At Auschwitz, Helga and Irena waited in line to hear of their fate. Mothers with young children and the ill were sent to the left for death, and those able to work were sent to the right. Helga and Irena lied about their ages in order to escape death in the gas chambers. Everything was taken from them: clothes, any possessions, and even their hair. Helga and Irena were at the camp for ten days, but those were the longest days she endured. The conditions here were far worse than at Terezín, but perhaps, her inability to express herself in her sketchbook made the experience unbearable. From Auschwitz, Helga and Irena were sent to Freiberg, a slave labor camp. Here they polished airplane parts for five months. After their time at Freiberg came a 16 day rail transport to Mauthausen. During the trip, Helga suffered from frostbite and extreme hunger and thirst. She had thoughts of suicide, but the recurring idea that the next day they would be freed, kept her going. After the long awaited arrival to Mauthausen, they were kept for days without being fed. Soon after their arrival, the camp was liberated by US forces; had they been any later, Irena would not have survived.

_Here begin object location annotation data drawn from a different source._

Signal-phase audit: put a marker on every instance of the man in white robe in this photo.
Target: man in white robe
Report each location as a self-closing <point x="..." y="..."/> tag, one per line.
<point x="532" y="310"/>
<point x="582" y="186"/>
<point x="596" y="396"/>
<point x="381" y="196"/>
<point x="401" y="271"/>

Helga and Irena returned to Prague after liberation and began to search for Otto. They found no evidence of him past Terezín. Upon Helga’s return, she obtained her diary and drawings from her uncle and began to document everything that had happened since she had last written. After the war, Helga went to school and pursued her artistic talent. Today, Helga continues to live in the apartment where she was born, and has influenced her descendants to overcome their obstacles through art. By telling you Helga’s story, we have found a way to overcome the obstacle of losing character witnesses. Now you are a witness; you have the chance to tell someone else Helga’s story and keep the story of the Holocaust alive.
Sources:
Weiss, Helga. Helga’s Diary. London: W.W. Norton, 2013. Print.